Decision Trees

Decision Trees

Decision Trees allow you to develop classification systems that predict or classify future observations based on a set of decision rules. If you have data divided into classes that interest you (for example, high- versus low-risk loans, subscribers versus nonsubscribers, voters versus nonvoters, or types of bacteria), you can use your data to build rules that you can use to classify old or new cases with maximum accuracy. For example, you might build a tree that classifies credit risk or purchase intent based on age and other factors.

This approach, sometimes known as rule induction, has several advantages. First, the reasoning process behind the model is clearly evident when browsing the tree. This is in contrast to other "black box" modeling techniques in which the internal logic can be difficult to work out.
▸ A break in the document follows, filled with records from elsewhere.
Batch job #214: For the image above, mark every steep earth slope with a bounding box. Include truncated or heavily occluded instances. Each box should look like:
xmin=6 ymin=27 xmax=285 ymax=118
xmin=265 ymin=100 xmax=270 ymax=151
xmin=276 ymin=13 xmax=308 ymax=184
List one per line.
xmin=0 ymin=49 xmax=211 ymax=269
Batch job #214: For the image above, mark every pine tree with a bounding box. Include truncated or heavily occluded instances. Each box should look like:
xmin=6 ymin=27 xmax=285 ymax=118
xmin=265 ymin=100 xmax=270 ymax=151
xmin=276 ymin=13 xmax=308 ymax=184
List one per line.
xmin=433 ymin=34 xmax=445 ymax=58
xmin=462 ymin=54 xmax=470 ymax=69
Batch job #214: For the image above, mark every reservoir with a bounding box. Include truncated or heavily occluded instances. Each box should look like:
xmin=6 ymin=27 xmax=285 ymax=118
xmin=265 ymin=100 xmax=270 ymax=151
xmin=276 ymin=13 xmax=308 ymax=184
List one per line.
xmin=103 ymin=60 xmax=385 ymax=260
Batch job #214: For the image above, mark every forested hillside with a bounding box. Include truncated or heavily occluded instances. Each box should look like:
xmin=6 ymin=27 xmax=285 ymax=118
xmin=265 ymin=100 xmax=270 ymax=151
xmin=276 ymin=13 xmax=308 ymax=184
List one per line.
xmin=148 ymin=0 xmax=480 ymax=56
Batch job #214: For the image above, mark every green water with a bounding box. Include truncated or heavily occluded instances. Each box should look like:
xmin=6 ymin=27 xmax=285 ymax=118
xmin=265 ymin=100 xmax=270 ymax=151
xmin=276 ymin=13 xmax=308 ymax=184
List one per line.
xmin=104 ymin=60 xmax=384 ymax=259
Second, the process will automatically include in its rule only the attributes that really matter in making a decision. Attributes that do not contribute to the accuracy of the tree are ignored. This can yield very useful information about the data and can be used to reduce the data to relevant fields only before training another learning technique, such as a neural net.

Generated decision trees can be converted into a collection of if-then rules (a ruleset), which in many cases show the information in a more comprehensible form. The decision-tree presentation is useful when you want to see how attributes in the data can split, or partition, the population into subsets relevant to the problem. The ruleset presentation is useful if you want to see how particular groups of items relate to a specific conclusion. For example, the following rule gives us a profile for a group of cars that is worth buying:

IF mot = 'yes'AND mileage = 'low'THEN -> 'BUY'.